Eben. Es ist ein Paradoxon, das uns in den vergangenen Monaten bei den Recherchen begleitete: Pornos schauen – okay. Aber darüber reden? Ein Tabu. So kommt es, dass das Thema unterbelichtet ist. In den Medien, in der Wissenschaft, in den Schulen, in der Gesellschaft an sich. Dem wollten wir etwas entgegenhalten. Monatelang haben wir die Pornoindustrie journalistisch untersucht – ein Unterfangen, das alles andere als einfach und mit Sicherheit weniger erotisch war, als man sich das vorstellen könnte.

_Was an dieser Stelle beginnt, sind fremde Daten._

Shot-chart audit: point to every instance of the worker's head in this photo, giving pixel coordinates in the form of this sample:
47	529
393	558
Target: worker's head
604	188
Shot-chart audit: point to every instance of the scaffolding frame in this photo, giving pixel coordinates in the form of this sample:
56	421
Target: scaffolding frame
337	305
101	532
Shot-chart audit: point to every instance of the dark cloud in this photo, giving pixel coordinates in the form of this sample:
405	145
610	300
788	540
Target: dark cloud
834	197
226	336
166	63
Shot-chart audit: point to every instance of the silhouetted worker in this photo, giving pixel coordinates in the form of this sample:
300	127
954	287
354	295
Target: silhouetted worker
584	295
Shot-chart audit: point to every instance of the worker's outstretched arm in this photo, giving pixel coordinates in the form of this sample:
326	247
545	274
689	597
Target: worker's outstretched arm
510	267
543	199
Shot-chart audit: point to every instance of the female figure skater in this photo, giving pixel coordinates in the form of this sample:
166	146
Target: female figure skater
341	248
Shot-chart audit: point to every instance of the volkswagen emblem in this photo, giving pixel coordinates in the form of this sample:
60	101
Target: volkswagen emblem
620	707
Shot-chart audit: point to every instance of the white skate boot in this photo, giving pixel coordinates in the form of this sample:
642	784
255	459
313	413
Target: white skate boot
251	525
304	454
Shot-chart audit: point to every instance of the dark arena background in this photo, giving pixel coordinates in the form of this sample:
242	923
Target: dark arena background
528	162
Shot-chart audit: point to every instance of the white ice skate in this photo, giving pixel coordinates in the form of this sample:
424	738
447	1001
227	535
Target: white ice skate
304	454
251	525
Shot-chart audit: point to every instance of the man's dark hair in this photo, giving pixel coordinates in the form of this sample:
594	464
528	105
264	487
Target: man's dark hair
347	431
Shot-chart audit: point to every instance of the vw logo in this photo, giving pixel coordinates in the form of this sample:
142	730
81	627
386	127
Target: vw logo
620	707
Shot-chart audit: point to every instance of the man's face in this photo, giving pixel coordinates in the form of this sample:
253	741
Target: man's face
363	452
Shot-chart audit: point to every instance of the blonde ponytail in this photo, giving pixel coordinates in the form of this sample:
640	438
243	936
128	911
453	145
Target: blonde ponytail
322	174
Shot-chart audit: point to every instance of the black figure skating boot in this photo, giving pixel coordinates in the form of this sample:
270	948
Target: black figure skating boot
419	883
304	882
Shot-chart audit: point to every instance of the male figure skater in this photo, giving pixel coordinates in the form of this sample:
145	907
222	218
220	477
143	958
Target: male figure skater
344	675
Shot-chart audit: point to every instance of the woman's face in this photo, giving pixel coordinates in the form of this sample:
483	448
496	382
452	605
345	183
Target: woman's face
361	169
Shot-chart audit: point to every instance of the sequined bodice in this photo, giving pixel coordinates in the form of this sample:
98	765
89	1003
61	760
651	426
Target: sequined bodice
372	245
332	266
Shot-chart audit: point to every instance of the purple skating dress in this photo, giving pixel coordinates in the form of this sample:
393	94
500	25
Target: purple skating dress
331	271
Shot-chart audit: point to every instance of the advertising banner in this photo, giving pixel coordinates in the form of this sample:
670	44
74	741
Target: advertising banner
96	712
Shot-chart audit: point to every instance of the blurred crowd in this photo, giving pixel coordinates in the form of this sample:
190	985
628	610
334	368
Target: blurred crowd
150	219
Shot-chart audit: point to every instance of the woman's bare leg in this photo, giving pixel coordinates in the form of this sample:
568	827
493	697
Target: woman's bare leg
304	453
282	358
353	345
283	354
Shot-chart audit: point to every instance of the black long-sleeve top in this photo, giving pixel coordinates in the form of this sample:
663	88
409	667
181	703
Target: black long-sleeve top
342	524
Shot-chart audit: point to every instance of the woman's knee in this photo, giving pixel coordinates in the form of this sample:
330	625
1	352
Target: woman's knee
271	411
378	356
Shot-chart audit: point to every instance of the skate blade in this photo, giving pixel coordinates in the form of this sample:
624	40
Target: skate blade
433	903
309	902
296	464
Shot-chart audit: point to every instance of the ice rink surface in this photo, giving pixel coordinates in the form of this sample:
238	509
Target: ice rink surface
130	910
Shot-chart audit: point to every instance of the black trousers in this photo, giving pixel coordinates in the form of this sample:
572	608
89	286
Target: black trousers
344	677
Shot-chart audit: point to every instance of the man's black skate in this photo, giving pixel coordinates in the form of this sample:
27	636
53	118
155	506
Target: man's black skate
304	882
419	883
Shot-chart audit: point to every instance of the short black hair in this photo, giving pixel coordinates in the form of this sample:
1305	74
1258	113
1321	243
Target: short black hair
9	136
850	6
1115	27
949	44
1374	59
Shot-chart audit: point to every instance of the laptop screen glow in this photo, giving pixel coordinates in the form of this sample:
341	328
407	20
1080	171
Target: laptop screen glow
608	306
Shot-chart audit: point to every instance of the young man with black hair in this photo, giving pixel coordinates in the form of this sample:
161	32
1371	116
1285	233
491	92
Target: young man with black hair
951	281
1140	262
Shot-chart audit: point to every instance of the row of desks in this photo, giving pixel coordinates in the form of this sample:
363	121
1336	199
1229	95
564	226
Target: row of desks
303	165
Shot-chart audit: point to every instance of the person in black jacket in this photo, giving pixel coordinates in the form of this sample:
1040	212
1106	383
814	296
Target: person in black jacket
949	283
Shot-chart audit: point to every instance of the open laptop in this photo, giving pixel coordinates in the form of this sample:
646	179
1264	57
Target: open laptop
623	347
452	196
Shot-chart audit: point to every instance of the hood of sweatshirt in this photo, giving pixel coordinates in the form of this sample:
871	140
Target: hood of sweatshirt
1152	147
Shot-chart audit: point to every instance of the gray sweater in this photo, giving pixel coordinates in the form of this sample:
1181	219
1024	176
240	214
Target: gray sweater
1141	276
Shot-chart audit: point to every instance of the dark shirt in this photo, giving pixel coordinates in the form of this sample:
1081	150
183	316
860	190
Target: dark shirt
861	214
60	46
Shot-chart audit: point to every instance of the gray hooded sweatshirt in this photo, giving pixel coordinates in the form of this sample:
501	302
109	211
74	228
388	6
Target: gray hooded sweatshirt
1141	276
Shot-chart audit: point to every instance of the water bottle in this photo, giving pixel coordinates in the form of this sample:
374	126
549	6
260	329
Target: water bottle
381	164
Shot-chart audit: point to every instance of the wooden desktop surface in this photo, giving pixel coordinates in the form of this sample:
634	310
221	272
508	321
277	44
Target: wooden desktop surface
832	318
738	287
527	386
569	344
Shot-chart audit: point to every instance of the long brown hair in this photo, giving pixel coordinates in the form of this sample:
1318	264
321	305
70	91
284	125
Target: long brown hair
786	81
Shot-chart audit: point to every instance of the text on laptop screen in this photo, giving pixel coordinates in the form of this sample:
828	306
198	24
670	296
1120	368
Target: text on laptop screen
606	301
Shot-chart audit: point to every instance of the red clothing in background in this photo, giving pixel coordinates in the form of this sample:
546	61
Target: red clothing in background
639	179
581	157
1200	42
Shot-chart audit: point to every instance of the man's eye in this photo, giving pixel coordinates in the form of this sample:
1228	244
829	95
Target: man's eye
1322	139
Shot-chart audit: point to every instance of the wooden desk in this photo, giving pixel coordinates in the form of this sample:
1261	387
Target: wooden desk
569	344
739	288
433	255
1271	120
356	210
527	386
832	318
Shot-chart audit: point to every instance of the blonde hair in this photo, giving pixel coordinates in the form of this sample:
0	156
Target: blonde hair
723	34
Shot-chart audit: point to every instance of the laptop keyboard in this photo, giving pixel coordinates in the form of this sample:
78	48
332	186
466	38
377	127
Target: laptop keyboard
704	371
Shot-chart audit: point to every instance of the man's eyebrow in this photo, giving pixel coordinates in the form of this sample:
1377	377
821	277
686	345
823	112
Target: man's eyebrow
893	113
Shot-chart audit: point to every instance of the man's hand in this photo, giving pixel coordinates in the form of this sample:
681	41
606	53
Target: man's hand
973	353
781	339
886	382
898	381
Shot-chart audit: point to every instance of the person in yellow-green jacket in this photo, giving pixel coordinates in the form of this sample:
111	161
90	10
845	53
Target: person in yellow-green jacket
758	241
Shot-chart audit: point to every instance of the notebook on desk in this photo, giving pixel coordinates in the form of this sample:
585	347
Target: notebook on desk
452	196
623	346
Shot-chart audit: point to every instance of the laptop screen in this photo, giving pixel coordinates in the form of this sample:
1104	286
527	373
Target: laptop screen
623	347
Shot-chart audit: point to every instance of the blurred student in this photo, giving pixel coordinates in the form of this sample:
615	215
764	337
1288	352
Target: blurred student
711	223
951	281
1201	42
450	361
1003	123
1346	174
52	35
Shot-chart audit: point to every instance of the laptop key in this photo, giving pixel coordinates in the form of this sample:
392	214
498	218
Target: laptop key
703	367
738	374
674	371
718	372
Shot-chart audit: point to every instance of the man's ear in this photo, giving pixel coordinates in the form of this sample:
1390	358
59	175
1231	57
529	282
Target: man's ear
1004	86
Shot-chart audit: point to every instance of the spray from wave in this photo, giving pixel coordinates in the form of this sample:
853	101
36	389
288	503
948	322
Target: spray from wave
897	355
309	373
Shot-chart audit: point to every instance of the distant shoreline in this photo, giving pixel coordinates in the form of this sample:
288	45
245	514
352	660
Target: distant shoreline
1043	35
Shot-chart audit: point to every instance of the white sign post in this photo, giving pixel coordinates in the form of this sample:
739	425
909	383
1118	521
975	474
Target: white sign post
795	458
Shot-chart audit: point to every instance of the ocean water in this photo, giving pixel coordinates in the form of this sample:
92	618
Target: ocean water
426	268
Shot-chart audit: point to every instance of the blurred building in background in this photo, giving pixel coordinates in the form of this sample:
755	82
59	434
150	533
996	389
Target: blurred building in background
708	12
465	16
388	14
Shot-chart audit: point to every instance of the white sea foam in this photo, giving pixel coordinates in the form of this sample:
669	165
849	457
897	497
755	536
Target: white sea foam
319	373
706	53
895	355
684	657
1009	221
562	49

Am tiefsten in die Abgründe der Branche ist DOSSIER-Redakteur Nikolai Atefie eingetaucht. Ein Jahr lang hat sich Nikolai dem Thema gewidmet und nach eigenen Schätzungen »hunderte Pornos« gesehen. »Vieles hat mich verstört und belastet«, sagte Nikolai danach. »Nach einer Zeit will man keine nackte Haut mehr sehen.« Wer sich journalistisch mit Pornografie befasst, wagt sich auf dünnes Eis. Die Fallstricke sind vielfältig: Welches Vokabular verwenden, um Explizites zu beschreiben? Wie das Thema bebildern, ohne die Bildsprache der Industrie zu übernehmen? Wie Kritik üben, ohne moralistisch zu werden? Und nicht zuletzt: Wie das Thema mit all seinen farbenfrohen Facetten darstellen, ohne voyeuristisch zu werden? Wir entschieden uns dafür, das Wagnis einzugehen.

DOSSIER hat im Mai 2021 weltweit Schlagzeilen gemacht, als wir gemeinsam mit britischen Kolleg·innen von Tortoise Media aufdeckten, wer hinter einem der mächtigsten Pornokonzerne der Welt steht: ein Oberösterreicher. Wie andere Männer, die heute die internationale Pornoindustrie kontrollieren, hielt er sich penibel im Hintergrund. Mehr noch, er verdeckte seine Existenz und stellte sich der öffentlichen Kritik an gravierenden Fehltritten seines Unternehmens nicht. Wir finden, das sollte ein Ende haben.

Tauchen Sie mit uns in eine freizügige Welt ein, die hinter den Kulissen alles andere als transparent ist. Weil wir bei DOSSIER Transparenz großschreiben, finden Sie bei vielen Geschichten einen QR-Code, der Sie auf unsere Website und von dort zu Originalquellen führt. Außerdem wartet diesmal wieder das eine oder andere Video auf Sie. Laden Sie die App Artivive auf Ihr Smartphone. Dort, wo Sie bei Bildern ein kleines Handysymbol entdecken, erwachen diese zum Leben, wenn Sie Ihr Handy mit geöffneter App über das entsprechende Bild halten. Aber Vorsicht: Dieses Mal sind die Inhalte explizit.